That night the heavens opened, a terrific thunder and lightning storm and torrential rain all night (Its incredibly loud on a tin roof) it was still raining when I woke the next morning. It was not worth getting up early as there was no visible sunrise. I arrived at the dining area dead on seven unfortunately twelve minutes before any other of the kitchen staff, it seems that rain renders all alarm devices in the Zambezi valley totally useless. I have subsequently given up asking for my breakfast at a precise time, and just have it when they feel it would be a good time for me to eat.

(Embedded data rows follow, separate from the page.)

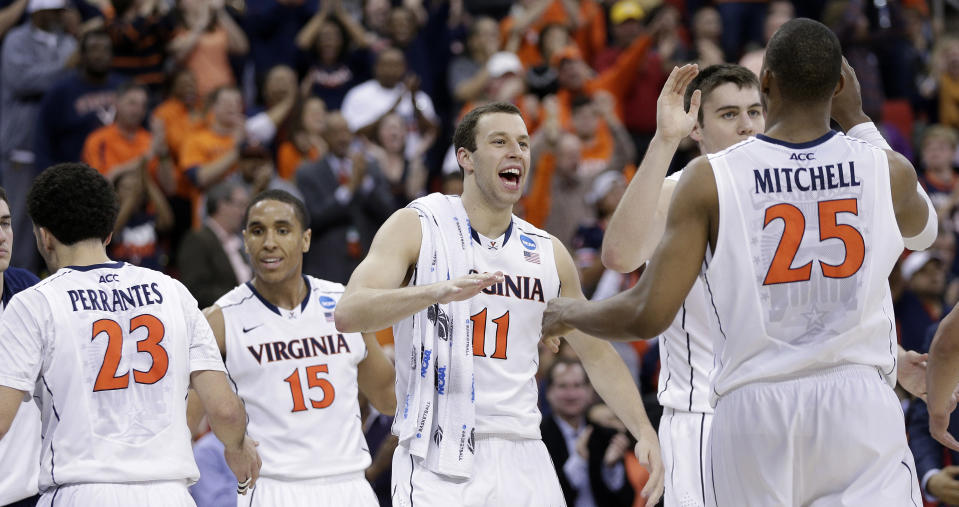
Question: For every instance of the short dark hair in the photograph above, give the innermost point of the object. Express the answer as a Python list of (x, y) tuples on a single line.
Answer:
[(219, 193), (806, 58), (74, 202), (465, 134), (299, 209), (98, 32), (715, 76)]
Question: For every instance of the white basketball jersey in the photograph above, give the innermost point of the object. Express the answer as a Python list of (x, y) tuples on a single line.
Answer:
[(807, 239), (297, 377), (110, 348), (506, 323), (686, 352)]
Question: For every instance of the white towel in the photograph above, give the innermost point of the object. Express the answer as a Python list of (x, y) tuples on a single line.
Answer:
[(441, 392)]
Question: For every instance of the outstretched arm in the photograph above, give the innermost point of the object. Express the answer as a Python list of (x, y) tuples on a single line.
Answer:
[(637, 224), (375, 297), (646, 310), (612, 381)]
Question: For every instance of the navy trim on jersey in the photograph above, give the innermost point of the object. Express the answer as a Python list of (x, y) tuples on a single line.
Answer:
[(91, 267), (798, 146), (509, 231), (702, 479), (912, 479), (273, 307)]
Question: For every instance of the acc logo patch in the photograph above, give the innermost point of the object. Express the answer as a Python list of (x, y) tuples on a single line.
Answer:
[(327, 302), (528, 242)]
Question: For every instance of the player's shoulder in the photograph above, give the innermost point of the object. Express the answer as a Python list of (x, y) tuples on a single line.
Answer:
[(235, 298)]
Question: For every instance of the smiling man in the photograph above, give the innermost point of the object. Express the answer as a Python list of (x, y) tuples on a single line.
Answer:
[(298, 377), (475, 277)]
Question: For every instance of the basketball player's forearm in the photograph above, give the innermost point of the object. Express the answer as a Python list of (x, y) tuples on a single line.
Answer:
[(368, 310), (628, 241), (942, 370), (613, 382)]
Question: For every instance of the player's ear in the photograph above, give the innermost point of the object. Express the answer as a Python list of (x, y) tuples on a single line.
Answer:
[(465, 159), (307, 236), (697, 133)]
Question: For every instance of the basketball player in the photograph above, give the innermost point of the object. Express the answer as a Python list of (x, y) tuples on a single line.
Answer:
[(19, 453), (296, 375), (109, 350), (516, 269), (731, 112), (804, 317)]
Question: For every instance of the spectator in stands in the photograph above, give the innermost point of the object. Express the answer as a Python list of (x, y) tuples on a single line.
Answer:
[(144, 214), (179, 113), (468, 74), (125, 145), (33, 56), (140, 31), (937, 154), (604, 144), (921, 303), (404, 169), (271, 27), (207, 36), (337, 48), (305, 142), (210, 153), (79, 103), (390, 90), (588, 458), (742, 22), (211, 257), (349, 200)]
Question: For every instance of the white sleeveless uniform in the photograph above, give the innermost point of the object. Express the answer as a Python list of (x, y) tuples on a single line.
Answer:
[(806, 355), (686, 361), (512, 465), (110, 349), (297, 377)]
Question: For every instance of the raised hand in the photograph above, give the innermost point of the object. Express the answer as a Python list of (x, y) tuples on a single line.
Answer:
[(465, 287), (673, 122)]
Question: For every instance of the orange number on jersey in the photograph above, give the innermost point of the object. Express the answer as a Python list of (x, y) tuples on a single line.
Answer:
[(850, 237), (479, 334), (312, 380), (794, 225), (107, 379)]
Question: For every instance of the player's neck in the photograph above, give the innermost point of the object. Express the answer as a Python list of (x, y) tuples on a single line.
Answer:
[(797, 124), (485, 219), (287, 294), (83, 253)]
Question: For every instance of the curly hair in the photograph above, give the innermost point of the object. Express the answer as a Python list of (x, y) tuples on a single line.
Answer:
[(74, 202)]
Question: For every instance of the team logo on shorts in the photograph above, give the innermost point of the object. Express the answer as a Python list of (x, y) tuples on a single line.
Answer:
[(527, 242), (441, 320)]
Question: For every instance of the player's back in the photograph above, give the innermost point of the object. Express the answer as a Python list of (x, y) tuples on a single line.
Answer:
[(118, 344), (807, 239), (297, 376)]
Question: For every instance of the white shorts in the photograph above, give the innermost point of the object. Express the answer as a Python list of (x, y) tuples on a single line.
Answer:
[(346, 490), (505, 472), (834, 437), (141, 494), (684, 438)]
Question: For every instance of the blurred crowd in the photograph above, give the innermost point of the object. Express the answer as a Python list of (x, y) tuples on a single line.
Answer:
[(190, 107)]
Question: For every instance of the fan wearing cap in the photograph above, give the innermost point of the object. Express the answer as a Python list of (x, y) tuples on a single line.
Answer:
[(33, 56)]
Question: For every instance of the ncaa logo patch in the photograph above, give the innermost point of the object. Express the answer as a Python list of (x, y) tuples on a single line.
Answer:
[(528, 242)]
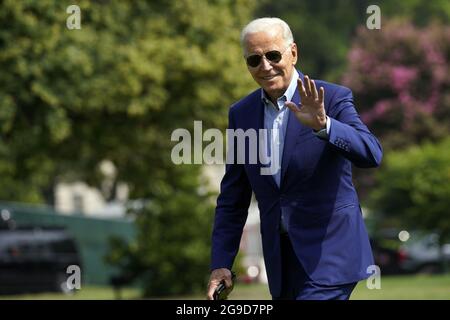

Sorry, I went off on a bit of a tangent there about breakfast, the thing is I really want to get into Chirundu in the mornings now, to get stuck into the day and get things cracking. Once you get into the swing of the place it is addictive, you can make things happen, build things, change things. I think that is all to do with the fact that if you want to do something, you walk over to the man who makes the decisions, knock on his door and talk to him, come to a conclusion, he may need to make some phone calls while you are there, and it’s done. If you need to see anyone else about it you walk to see them, and repeat the process, until you have achieved your aim. And I think that is it with Chirundu. It is like its own little principality, everyone is there within walking distance from the highest to the lowest, everyone knows everyone, you can get anything, you can do anything, (as long as it is legal of course) you just have to be determined and have the right attitude. I can honestly say that I really like Chirundu now and if I was told that I was to be working here permanently from now on, I would be delighted.
I still wouldn’t live in the town though.